興福寺の境内に鹿がいた。見たかぎり、ざっと20頭。のそのそ歩いている。
実物の鹿を初めてみた《くんくん》は、たちまち気分が高揚した。近くにいた一頭の子鹿めがけ、にこにこ顔で「しかさーん」と駆けていった。
いっぽう子鹿のほうは、高速で接近する《くんくん》を発見するや、頭を少し低くして、《くんくん》のほうへ向かって突進してきた。鹿の頭が《くんくん》の胸に正面からぶつかった。頭突きされたのだ。
《くんくん》の顔は真っ白になった。目はまんまる。あわててこちらへひきかえしてきた。動物の世界は、けっして「かわいい」ものではない。
国宝館に入ると、なかはずいぶん混んでいた。興福寺の国宝が展示されているのだが、ミュージアムというより宝物殿といったほうが適切だ。年代順ではなく、お宝を開陳する、という趣旨である。
なかでも阿修羅像は、国宝館の展示のハイライトであろう。この像は、昨今の仏像ブームの中心にあるともいえる。
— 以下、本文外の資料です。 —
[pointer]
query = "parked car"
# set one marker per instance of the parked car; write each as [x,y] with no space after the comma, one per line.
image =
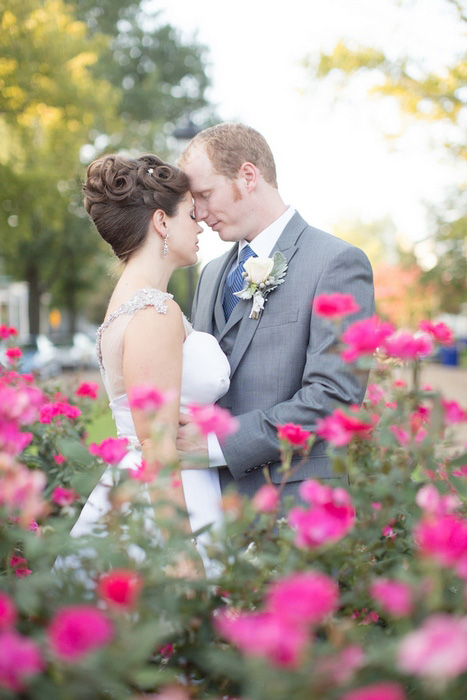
[77,352]
[39,356]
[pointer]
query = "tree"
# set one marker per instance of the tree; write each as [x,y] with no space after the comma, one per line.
[49,100]
[434,97]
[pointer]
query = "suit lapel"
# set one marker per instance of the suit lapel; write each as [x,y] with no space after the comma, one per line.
[286,245]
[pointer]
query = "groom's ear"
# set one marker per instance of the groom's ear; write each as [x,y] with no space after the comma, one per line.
[159,221]
[249,174]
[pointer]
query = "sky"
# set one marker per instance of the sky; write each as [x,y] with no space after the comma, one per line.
[333,161]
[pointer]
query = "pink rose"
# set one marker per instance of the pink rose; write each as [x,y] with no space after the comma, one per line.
[377,691]
[340,428]
[20,658]
[89,389]
[77,630]
[335,306]
[406,346]
[395,597]
[303,598]
[213,419]
[264,635]
[8,613]
[330,517]
[64,497]
[266,499]
[437,649]
[111,450]
[294,435]
[364,337]
[442,538]
[120,588]
[439,331]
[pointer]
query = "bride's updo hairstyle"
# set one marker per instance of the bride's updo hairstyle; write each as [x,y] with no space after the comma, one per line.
[121,195]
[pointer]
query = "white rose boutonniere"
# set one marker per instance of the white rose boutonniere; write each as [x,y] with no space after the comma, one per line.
[262,275]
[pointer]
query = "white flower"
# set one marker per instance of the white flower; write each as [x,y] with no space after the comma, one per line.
[258,269]
[262,275]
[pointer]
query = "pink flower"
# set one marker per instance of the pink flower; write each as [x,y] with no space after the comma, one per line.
[77,630]
[439,331]
[166,651]
[266,499]
[8,613]
[437,649]
[374,393]
[213,419]
[395,597]
[59,408]
[294,435]
[443,539]
[453,413]
[388,532]
[111,450]
[303,598]
[263,635]
[406,346]
[330,517]
[376,691]
[335,306]
[148,398]
[364,337]
[339,428]
[7,331]
[13,354]
[120,588]
[20,658]
[145,471]
[89,389]
[64,497]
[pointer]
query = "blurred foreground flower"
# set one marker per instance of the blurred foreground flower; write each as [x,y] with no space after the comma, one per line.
[77,630]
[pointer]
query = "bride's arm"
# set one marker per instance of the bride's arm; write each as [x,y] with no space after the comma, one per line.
[152,355]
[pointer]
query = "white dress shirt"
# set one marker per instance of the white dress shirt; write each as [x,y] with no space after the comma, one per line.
[262,246]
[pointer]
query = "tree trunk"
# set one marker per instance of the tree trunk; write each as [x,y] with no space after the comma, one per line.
[32,278]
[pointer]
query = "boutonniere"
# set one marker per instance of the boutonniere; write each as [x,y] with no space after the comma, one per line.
[262,275]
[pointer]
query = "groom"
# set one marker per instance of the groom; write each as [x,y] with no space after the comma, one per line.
[283,367]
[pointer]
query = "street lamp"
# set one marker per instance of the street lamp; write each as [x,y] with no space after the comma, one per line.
[181,136]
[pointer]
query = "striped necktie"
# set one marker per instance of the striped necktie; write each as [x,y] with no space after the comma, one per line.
[235,282]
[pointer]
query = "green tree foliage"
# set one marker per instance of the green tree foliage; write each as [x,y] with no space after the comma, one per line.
[77,80]
[434,97]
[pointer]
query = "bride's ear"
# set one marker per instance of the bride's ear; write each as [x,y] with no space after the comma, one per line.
[159,221]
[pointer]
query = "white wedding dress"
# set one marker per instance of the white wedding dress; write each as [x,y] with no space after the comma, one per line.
[205,378]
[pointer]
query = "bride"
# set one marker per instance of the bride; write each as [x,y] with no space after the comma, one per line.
[143,208]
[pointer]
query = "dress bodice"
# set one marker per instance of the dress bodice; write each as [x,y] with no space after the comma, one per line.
[205,368]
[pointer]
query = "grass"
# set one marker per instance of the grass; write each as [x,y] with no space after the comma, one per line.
[102,425]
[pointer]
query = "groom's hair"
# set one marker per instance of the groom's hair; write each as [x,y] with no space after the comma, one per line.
[121,195]
[229,145]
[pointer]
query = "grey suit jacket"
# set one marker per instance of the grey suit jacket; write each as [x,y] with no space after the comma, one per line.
[283,367]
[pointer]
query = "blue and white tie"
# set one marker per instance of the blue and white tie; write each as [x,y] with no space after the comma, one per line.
[235,282]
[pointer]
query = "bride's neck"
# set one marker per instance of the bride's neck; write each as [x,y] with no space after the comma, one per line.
[144,271]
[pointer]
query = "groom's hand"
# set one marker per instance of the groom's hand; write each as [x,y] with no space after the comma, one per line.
[192,447]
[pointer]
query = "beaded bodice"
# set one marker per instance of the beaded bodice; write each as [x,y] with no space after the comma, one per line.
[148,296]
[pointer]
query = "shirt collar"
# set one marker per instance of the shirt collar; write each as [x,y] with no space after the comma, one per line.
[265,241]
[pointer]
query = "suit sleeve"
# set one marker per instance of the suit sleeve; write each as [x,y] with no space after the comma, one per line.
[327,381]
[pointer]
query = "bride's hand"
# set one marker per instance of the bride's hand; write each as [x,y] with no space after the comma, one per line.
[192,447]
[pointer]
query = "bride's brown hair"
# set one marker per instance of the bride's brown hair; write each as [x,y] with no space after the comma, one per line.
[121,194]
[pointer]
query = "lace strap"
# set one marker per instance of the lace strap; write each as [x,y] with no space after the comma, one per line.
[141,300]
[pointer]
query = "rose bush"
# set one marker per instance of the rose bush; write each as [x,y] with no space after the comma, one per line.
[360,594]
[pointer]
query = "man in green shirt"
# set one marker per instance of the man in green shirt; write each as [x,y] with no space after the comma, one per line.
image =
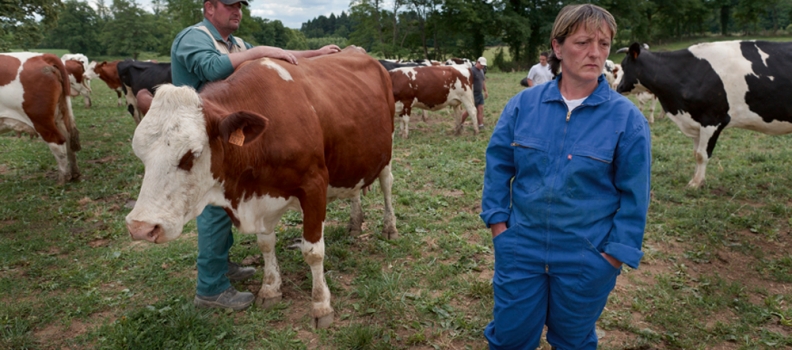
[200,54]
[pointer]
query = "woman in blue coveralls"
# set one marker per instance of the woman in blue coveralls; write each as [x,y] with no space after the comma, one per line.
[566,192]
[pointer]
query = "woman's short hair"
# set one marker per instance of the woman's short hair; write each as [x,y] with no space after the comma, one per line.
[570,18]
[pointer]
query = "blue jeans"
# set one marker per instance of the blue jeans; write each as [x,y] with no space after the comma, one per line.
[214,241]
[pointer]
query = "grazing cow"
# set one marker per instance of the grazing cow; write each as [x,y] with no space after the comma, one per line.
[34,98]
[80,84]
[642,98]
[136,76]
[433,88]
[271,137]
[108,72]
[741,84]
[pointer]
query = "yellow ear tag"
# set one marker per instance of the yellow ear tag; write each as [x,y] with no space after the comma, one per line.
[237,137]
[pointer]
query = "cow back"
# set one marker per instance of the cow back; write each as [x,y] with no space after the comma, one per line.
[340,104]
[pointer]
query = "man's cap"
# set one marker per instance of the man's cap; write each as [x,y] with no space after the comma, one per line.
[231,2]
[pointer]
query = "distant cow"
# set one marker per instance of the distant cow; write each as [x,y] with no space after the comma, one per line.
[269,138]
[34,98]
[136,76]
[713,86]
[433,88]
[108,72]
[614,76]
[78,81]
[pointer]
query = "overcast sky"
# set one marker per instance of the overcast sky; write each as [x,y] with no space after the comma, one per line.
[291,12]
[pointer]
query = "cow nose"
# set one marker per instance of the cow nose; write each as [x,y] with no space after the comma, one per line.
[140,230]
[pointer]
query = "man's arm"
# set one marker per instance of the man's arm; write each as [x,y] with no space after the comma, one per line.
[278,53]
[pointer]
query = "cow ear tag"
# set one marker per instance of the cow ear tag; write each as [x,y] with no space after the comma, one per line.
[237,137]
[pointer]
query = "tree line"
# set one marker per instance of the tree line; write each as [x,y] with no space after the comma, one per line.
[434,29]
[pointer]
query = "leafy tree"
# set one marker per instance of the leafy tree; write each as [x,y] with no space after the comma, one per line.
[130,32]
[19,25]
[77,29]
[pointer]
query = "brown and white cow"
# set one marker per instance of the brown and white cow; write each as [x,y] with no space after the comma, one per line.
[433,88]
[78,81]
[108,72]
[34,98]
[271,137]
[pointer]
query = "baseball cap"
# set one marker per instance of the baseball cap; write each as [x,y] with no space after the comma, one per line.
[231,2]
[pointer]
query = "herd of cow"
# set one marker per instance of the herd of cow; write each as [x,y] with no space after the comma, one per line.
[276,136]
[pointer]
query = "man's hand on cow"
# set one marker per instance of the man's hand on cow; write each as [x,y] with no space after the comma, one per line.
[328,49]
[284,55]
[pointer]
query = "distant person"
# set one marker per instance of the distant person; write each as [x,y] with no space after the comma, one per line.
[566,193]
[200,54]
[540,73]
[479,91]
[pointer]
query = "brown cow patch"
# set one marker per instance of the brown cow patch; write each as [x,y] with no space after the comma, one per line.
[11,65]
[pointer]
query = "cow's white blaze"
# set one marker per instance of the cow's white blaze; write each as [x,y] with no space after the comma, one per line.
[282,72]
[170,196]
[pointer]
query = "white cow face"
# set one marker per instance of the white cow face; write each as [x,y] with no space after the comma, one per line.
[173,144]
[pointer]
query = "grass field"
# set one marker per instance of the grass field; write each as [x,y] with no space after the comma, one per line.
[717,273]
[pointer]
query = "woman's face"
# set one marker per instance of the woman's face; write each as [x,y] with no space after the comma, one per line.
[583,53]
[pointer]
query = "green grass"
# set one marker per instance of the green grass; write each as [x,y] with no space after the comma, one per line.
[715,274]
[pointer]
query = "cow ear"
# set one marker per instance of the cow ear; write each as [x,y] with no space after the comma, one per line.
[635,50]
[241,128]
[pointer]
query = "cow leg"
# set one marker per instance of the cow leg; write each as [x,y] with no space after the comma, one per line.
[700,143]
[652,109]
[389,219]
[313,253]
[62,157]
[270,292]
[120,100]
[132,105]
[355,226]
[405,123]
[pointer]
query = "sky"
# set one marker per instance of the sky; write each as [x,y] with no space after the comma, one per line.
[291,12]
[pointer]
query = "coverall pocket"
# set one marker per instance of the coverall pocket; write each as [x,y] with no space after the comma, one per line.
[531,160]
[597,275]
[503,244]
[589,172]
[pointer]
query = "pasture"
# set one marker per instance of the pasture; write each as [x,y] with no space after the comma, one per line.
[717,273]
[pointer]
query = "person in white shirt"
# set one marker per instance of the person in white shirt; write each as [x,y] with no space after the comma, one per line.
[540,72]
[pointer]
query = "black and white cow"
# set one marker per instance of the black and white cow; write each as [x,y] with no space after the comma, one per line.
[713,86]
[136,76]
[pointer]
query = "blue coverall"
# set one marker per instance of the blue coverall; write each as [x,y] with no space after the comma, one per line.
[569,185]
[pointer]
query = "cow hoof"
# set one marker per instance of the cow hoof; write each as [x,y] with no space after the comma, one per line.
[324,321]
[354,230]
[268,302]
[390,233]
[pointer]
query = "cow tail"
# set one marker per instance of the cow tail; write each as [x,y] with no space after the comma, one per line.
[64,102]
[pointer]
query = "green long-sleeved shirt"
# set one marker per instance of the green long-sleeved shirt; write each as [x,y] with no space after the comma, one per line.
[195,60]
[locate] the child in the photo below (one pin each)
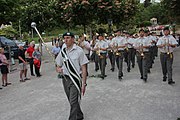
(4, 68)
(37, 61)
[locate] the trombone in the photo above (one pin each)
(115, 49)
(98, 51)
(141, 50)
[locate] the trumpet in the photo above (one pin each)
(115, 49)
(126, 46)
(167, 49)
(141, 50)
(98, 51)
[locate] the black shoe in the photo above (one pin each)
(164, 79)
(171, 82)
(145, 79)
(101, 76)
(112, 69)
(27, 79)
(4, 85)
(120, 77)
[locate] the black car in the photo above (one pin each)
(10, 47)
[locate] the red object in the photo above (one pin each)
(37, 63)
(30, 51)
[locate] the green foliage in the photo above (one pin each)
(8, 31)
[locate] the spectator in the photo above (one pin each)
(22, 64)
(37, 61)
(55, 50)
(30, 51)
(4, 68)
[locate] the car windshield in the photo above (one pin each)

なにしろ「阿修羅ファンクラブ」(会長みうらじゅん)まである勢いだ。
阿修羅像は、ちょうど千手観音と向きあうような位置にたっている。三面六臂。三面は、ひとつの精神を織りなす三つの相貌とすると、ピカソの人物画そのものである。正面の顔は眉を寄せ、不安をふりはらうようにして、一心に正面にある何かを見つめ、祈っていた。
このたたかいの神は、もう1300年も、こうして祈りつづけてきたのだ。